The version string follows the upstream ACP spec; clients should validate the major version and gracefully handle minor differences.

Otter does not currently honor the upstream --pure flag (no external plugins). To get the same effect, narrow the tool surface with --allowed-tools:

Terminal window
chimera otter serve --acp --allowed-tools Read,Grep,Bash

tests/otter/test_acp.py covers:

  • The full initializesession/newsession/messagesession/cancel flow against an in-process server.
  • Permission round-trip: pending request blocks the turn until permission/respond arrives.
  • Unknown method returns -32601.
  • Malformed JSON returns -32700 and the server keeps the stream alive.
  • Concurrent session/message calls queue per session.

The HTTP server (chimera otter serve --http) honors the SSE Last-Event-ID header so a reconnecting client picks up exactly where it left off.
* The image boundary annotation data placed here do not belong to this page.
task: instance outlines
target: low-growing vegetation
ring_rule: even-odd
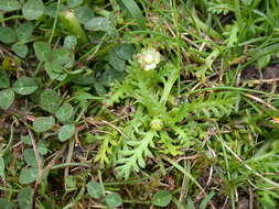
[[[277,209],[277,0],[0,0],[0,208]]]

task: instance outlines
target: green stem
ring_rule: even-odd
[[[79,42],[82,44],[87,44],[88,38],[86,33],[84,32],[82,25],[79,24],[77,18],[75,14],[69,11],[63,11],[60,13],[60,20],[62,22],[62,25],[73,35],[77,36]]]

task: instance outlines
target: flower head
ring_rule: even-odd
[[[154,69],[160,63],[161,55],[155,48],[148,47],[142,48],[141,52],[137,54],[137,58],[144,70],[150,70]]]

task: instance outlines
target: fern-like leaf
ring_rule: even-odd
[[[119,166],[116,167],[118,175],[126,179],[130,176],[132,170],[139,172],[140,168],[146,167],[146,157],[152,157],[149,147],[154,147],[153,138],[155,132],[142,133],[143,138],[140,141],[127,141],[126,147],[119,152],[120,158],[117,161]]]

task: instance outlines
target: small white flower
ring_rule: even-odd
[[[155,48],[148,47],[142,48],[141,52],[137,54],[137,58],[144,70],[150,70],[154,69],[160,63],[161,55]]]

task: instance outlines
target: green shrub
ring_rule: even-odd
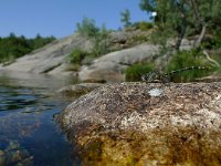
[[[82,60],[90,53],[82,49],[74,49],[67,56],[67,62],[73,64],[81,64]]]
[[[209,66],[209,63],[199,53],[191,51],[180,51],[172,56],[169,64],[166,68],[166,72],[171,72],[190,66]],[[191,82],[196,77],[206,76],[208,74],[207,70],[190,70],[175,73],[171,75],[172,82]]]
[[[152,71],[154,65],[150,63],[137,63],[133,64],[125,70],[126,81],[140,81],[141,75]]]
[[[76,32],[93,42],[92,56],[96,58],[109,52],[107,38],[110,31],[105,25],[98,28],[93,19],[84,18],[82,23],[76,24]]]

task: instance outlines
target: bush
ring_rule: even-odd
[[[96,58],[109,52],[107,43],[109,31],[105,25],[98,28],[93,19],[84,18],[82,23],[76,24],[76,32],[93,42],[92,56]]]
[[[152,71],[154,65],[150,63],[137,63],[133,64],[125,71],[126,81],[140,81],[141,75]]]
[[[176,55],[172,56],[169,64],[166,68],[167,73],[176,70],[180,70],[183,68],[190,66],[209,66],[210,64],[206,62],[203,56],[201,56],[196,51],[187,52],[180,51]],[[182,71],[180,73],[175,73],[171,75],[172,82],[191,82],[194,81],[196,77],[206,76],[208,71],[206,70],[190,70]]]

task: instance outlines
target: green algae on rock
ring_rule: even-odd
[[[82,165],[221,165],[221,83],[104,85],[57,122]]]

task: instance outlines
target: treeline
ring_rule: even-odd
[[[0,63],[13,61],[35,49],[42,48],[53,40],[55,40],[54,37],[43,38],[36,34],[34,39],[27,39],[23,35],[17,37],[14,33],[10,33],[9,37],[0,38]]]

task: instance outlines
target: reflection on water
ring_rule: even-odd
[[[77,165],[72,146],[53,121],[70,101],[53,93],[66,80],[0,74],[0,166]]]

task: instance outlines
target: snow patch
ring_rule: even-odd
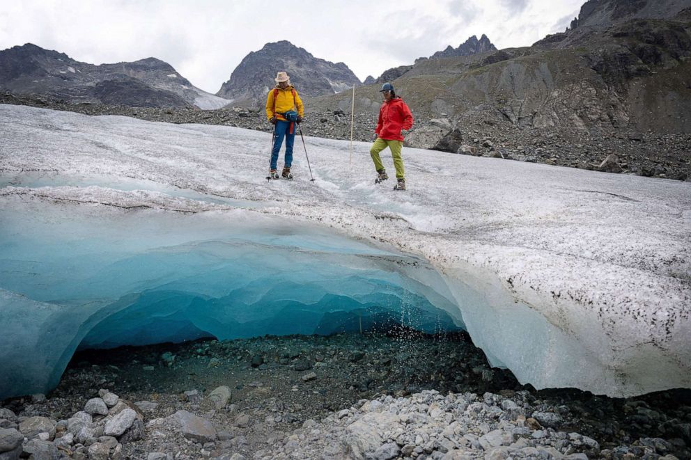
[[[199,95],[194,98],[194,105],[202,110],[216,110],[225,107],[233,102],[232,99],[219,97],[198,88],[193,88],[192,89]]]

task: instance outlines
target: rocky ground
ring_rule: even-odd
[[[0,95],[0,103],[68,110],[88,115],[122,115],[149,121],[202,123],[271,131],[262,111],[242,107],[219,110],[152,109],[71,104],[46,97]],[[519,128],[481,110],[462,120],[443,114],[416,113],[406,145],[451,153],[503,158],[646,177],[691,180],[691,134],[620,131],[584,132],[570,127]],[[373,140],[376,114],[357,113],[353,139]],[[350,116],[341,110],[310,112],[305,135],[350,138]]]
[[[465,334],[264,337],[77,354],[0,402],[0,459],[691,459],[691,391],[536,391]]]

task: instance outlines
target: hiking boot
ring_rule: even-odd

ACP runs over stdio — there’s no HTTP header surface to read — so the equivalent is a plain JSON-RPC method:

{"jsonrpc":"2.0","id":7,"method":"session/resume","params":{"sessionId":"otter-...","sinceEventId":2}}

The server replays every retained session/update notification whose monotonic eventId is strictly greater than the cursor, in original order, then returns:

{
"sessionId":"otter-...",
"replayed":3,
"lastEventId":5,
"truncated":false
}

Replayed notifications come back as plain session/update frames (same wire shape as the live stream) so the client’s normal handler can process them with no second code path.

Every session/update notification carries an eventId field — a 1-based monotonic counter scoped to the session. The first emitted notification is eventId: 1, the second eventId: 2, and so on. The counter is independent of JSON-RPC request ids.

{
"jsonrpc":"2.0",
"method":"session/update",
"params":{
"sessionId":"otter-abc",
"eventId":17,
"update":{"sessionUpdate":"agent_message_chunk","content":{"type":"text","text":"..."}}
}
}

The server keeps the most recent OTTER_ACP_DEFAULT_HISTORY_SIZE (default 1024) notifications per session. Older entries are evicted FIFO so a long-lived session doesn’t grow unbounded. If the client’s sinceEventId cursor is older than the oldest retained id, the resume reply sets truncated: true so the client knows it may have missed events that fell out of the buffer. The cap is configurable via the history_limit constructor argument on OtterACPServer.

  • sinceEventId: 0 (or omitted) replays everything still buffered.
  • sinceEventId at or above the latest id replays nothing.
  • Negative cursors clamp to 0.
  • Non-integer cursors are treated as 0 (full replay).

initialize advertises the new resume surface so clients can feature-detect:

{
"agentCapabilities":{
"promptCapabilities":{"text":true},
"sessionCapabilities":{"cancel":true,"resume":true},
"toolApproval":true,
"eventIds":true
}
}

OTTER_ACP_PROTOCOL_VERSION is 2 for builds that ship the resume method; clients negotiating against version 1 should fall back to full-replay reconnects.

ACP runs exclusively over stdio in this implementation — the server reads JSON-RPC frames from stdin and writes them to stdout. There is no TCP listener, so TLS is not applicable at this layer. Clients that need transport security should wrap the subprocess invocation (e.g. SSH, mTLS over a Unix-domain socket relay) in their own launcher. The HTTP server (chimera/otter/server.py) is the surface that exposes a --tls flag.

  • chimera/otter/acp.py — implementation.
  • chimera/acp/client.py — the inverse: ACP client that drives an external agent.
  • docs/otter/parity-matrix.md — overall parity status.
  • The Agent Client Protocol reference (search for “agent client protocol” in your IDE’s docs; the spec is published by the upstream ecosystem and is implementation-language-neutral).